A four-year electric road research project is being conducted in Sweden, led by Solna-based Elways, and funded by the Swedish Transport Administration (Trafikverket). As an alternative to overhead electric wires, or ruggedized solar panels that have been buried in the road, this project has developed electrical rails in the roadway that allow vehicles to charge while driving.

Elways, and its project partner, Swedish construction company NCC, have built an electrified truck equipped with the necessary electronics and power pick-up arm to charge from a 200m test track near Stockholm’s Arlanda airport. The project partners are now in the process of extending the test zone to a 1km long stretch of road between and the Rosersberg logistics hub, with a view to retrofitting trucks shuttling between the two destinations with the technology.

One of the many technologies that have been developed by Elways is a movable power collector arm that when triggered, lowers to make contact with an electric rail in a trench below the road surface when the track is available. Charging is by conductive electricity transfer, either direct or to a battery.

Finland-based Kvaser Technical Associate, TKE Engineering Oy and its Swedish partner, Indizio Solutions AB from Umeå, developed the control system for maneuvering the contact arm. TKE produced a first prototype for Elways that consisted of a mobile Programmable Logic Controller (PLC) and sensors controlled by CAN, plus education in control system design. Commented Timo Kesti, CEO of Indizio Solutions: “We provided quite a lot of initial control system expertise aimed at shortening their learning curve, including practical CAN physical layer guidance, configuring baud rates for the PLC, CoDeSys-programming and education in CANopen and J1939 protocols, so that Elways could build a CANopen network according to the standard.“

A Kvaser Leaf is used to download the control application software, written in CoDeSys, to the PLC. Elways also uses the Kvaser Leaf, along with TKE’s CANtrace software, to monitor CAN network behaviour during test sessions. “A reliable CAN interface and CAN bus analyser are essential tools for ensuring accurate test results in all situations – ECU testing really is a case of the chain being as strong as its weakest link,” adds Kesti.

The collector arm uses information from the truck’s J1939 network, such as positioning data and speed. There is also a back-up system that provides a direct link between the truck’s GPS and radar system (which reads the road surface and detects obstacles) and the PLC. A critical characteristic of the arm design is being able to react in real-time to the road conditions so that at the discovery of an object, the contact arm can be lifted to avoid damage.
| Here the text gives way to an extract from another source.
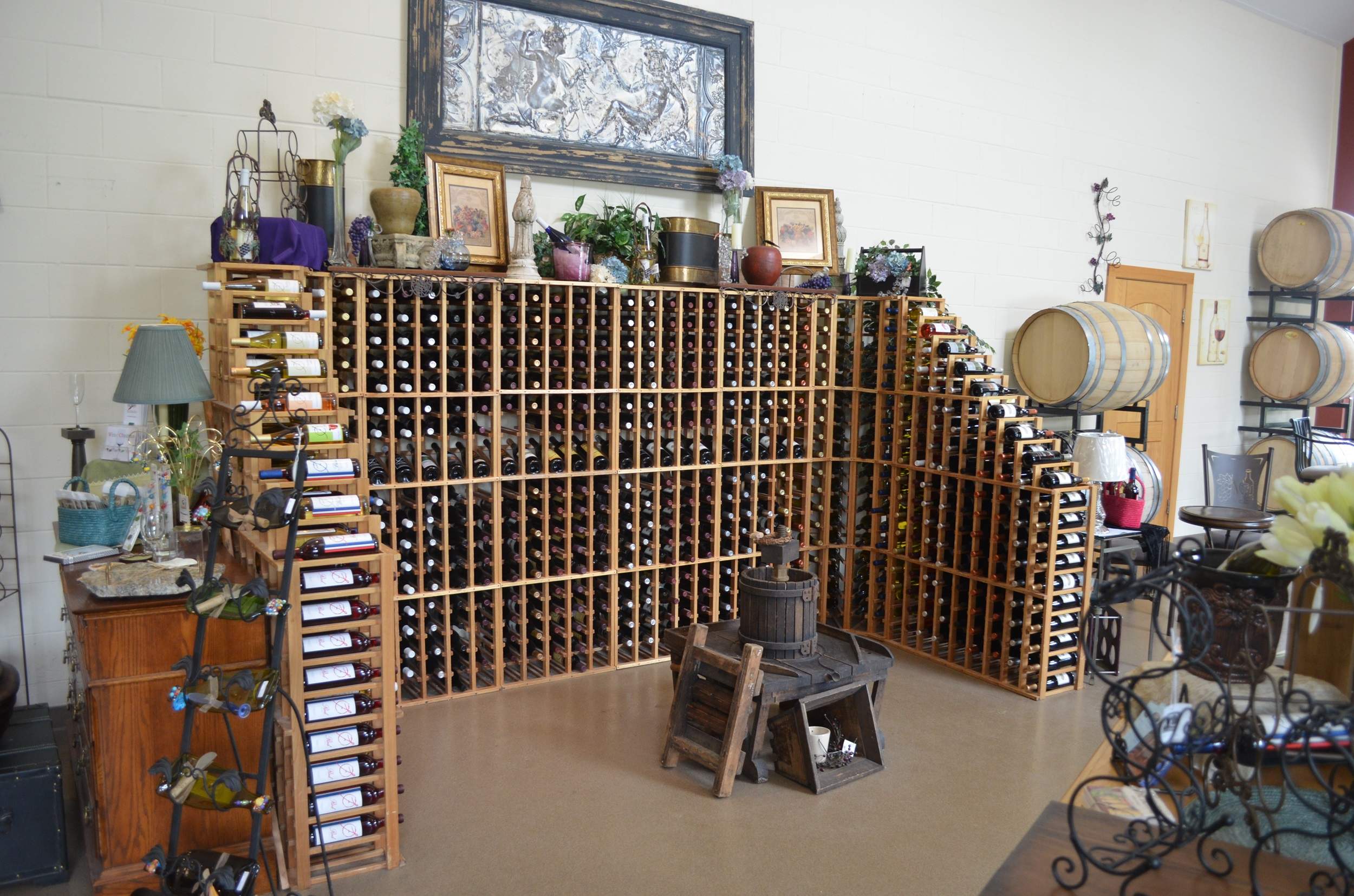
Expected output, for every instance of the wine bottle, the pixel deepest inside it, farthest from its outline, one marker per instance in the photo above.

The arm also lifts when the vehicle moves too far away from the track, as in the case of an overtaking manouevre. Notably, tests carried out at full speed have tested this feature and proved that the contact system can survive collisions with smaller obstacles such as small stones and other road debris.

Results from Elway’s electric road project will be presented in 2018.  Until then, the technology will undergo further trials to ensure it meets the necessary robustness and lifetime objectives, in all weather conditions.
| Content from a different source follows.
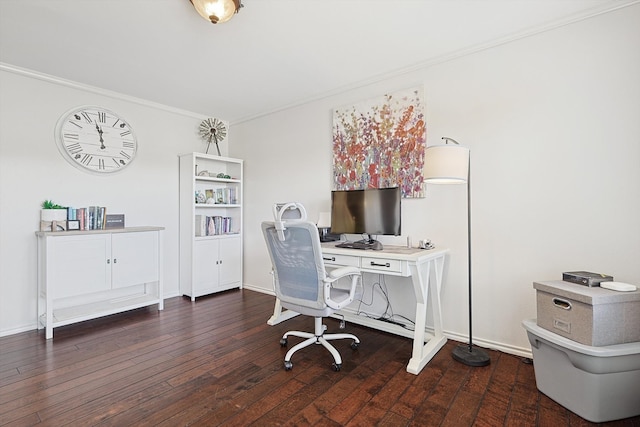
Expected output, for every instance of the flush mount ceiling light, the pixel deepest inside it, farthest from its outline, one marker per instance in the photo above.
(217, 11)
Whilst Kesti acknowledges that convincing the state and government to invest in this infrastructure will require more than sound technology, he is optimistic about the project’s future: “Electrification is widely accepted as the answer to future transportation. It is reported that 33% of carbon dioxide emissions in Sweden come from road traffic, and freight accounts for a third of that, so this is an effective and innovative way of helping Sweden meet its transport policy goals and transition it away from fossil fuels. We are very proud to have been involved in the project.”